Atlanta’s bicycling population has been rising fast for several years now. It’s the e-transport revolution in action.
You can see it at an event like Sunday’s Atlanta Streets Alive . Despite the morning thunderstorms, and despite its location far from the madding crowd, there were people. Lots of people.
Most of the people, I regret to say, were white people. The route goes through neighborhoods that have been majority black for over a half century now, like West End and Mechanicsville. It’s true that the gentry has moved into these areas (especially Summerhill, which benefits from being next to Grant Park) but that doesn’t explain the event’s demographics.
The sad fact is that the e-transport revolution in Atlanta is mostly an upper middle-class phenomenon. People who can afford e-bikes find them glorious, but the key bit in this sentence is “who can afford.” Any poor person who can scrape up the cash for a cheap e-bike has to worry about security in ways I don’t, since my house has room for the bike.
But there is hope, represented by the picture accompanying this note.
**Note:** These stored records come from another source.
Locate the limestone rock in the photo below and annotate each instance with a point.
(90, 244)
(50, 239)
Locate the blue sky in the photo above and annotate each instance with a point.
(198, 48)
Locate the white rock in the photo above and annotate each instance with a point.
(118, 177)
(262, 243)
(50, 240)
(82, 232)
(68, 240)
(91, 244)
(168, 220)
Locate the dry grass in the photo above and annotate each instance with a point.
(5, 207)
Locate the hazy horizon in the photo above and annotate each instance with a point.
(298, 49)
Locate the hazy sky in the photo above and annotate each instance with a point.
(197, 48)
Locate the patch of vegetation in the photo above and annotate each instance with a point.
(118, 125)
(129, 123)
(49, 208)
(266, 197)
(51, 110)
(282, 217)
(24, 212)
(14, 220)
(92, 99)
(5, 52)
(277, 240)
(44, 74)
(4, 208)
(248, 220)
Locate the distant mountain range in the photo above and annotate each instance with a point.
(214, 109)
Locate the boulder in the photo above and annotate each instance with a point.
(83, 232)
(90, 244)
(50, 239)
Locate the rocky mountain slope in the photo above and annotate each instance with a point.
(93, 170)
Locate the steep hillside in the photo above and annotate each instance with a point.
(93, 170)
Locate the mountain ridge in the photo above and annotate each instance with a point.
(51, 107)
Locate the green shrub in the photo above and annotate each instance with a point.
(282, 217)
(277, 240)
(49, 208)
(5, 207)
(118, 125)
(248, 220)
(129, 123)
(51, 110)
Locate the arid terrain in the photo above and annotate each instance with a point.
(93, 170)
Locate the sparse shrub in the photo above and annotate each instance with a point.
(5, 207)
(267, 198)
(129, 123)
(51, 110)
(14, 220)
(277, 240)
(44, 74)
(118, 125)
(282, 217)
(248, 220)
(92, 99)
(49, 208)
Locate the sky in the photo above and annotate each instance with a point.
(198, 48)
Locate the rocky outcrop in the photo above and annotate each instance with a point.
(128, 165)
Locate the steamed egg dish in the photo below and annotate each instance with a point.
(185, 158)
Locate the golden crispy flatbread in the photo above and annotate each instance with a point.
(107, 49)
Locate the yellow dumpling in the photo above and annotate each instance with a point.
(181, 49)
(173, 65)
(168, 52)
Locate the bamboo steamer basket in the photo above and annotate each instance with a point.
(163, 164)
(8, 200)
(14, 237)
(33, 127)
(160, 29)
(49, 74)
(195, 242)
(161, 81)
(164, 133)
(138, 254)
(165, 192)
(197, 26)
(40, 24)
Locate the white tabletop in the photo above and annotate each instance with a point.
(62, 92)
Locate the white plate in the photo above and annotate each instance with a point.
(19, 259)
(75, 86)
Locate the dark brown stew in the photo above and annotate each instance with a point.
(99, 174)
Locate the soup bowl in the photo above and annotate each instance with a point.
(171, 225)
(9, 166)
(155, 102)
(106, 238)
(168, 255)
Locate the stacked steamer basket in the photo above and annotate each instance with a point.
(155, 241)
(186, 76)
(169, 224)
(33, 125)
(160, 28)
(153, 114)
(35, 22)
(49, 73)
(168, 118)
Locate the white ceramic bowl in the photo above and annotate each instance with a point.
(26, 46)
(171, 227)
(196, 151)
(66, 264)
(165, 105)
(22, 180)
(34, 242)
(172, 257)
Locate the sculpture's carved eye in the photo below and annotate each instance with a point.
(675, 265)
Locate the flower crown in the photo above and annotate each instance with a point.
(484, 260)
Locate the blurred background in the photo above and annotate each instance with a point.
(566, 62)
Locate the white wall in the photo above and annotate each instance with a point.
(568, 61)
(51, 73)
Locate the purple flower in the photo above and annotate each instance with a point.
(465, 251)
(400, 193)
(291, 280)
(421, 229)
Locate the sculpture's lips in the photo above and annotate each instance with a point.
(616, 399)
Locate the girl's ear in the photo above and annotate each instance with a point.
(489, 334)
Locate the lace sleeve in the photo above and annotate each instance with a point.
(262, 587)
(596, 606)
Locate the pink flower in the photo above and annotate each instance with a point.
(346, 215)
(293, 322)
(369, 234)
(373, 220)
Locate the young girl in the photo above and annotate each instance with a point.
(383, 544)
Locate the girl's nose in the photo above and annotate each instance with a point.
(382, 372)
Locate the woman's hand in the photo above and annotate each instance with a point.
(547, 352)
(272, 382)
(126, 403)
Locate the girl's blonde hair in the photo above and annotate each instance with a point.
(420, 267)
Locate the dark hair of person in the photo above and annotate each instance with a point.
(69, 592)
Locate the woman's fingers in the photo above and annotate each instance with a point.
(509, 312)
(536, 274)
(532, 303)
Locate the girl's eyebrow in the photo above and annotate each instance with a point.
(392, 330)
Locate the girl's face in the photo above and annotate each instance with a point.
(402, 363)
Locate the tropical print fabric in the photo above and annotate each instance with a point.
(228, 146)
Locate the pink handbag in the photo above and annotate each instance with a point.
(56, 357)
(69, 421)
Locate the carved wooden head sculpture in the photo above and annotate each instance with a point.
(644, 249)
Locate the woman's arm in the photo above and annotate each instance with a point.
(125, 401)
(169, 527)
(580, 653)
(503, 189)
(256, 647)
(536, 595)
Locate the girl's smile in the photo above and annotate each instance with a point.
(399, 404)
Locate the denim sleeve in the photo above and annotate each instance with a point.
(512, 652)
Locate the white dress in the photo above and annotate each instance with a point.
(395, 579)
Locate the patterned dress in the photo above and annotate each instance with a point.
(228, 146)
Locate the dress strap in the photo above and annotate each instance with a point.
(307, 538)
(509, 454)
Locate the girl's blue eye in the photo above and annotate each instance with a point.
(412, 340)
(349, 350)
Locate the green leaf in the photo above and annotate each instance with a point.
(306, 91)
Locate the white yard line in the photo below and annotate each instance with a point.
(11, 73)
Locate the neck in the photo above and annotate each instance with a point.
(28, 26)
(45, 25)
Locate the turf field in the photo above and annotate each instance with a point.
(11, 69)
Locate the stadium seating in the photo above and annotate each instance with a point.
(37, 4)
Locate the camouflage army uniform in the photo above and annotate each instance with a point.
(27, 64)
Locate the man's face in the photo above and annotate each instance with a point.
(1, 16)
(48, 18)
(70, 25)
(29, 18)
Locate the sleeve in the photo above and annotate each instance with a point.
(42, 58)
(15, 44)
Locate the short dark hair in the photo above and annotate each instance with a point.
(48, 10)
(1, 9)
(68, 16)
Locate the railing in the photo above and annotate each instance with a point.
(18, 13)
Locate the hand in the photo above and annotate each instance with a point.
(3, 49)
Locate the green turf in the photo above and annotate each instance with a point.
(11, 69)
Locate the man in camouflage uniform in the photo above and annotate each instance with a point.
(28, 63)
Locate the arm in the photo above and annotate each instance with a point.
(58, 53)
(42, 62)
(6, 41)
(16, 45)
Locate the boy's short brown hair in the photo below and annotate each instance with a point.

Electric cargo bikes, like this one, driven by women with kids, often with the kids, are changing the game. You may think nothing of running over this old man and his Edison. If you read about one of these things getting rolled, with mom and her offspring splattered all over the highway, you’re not going to “whatabout” it.
Cargo bike use is spreading across the middle of town. From Decatur to West End, wherever there are safe routes available, families are saving money and creating quality time on these things. They are how change happens.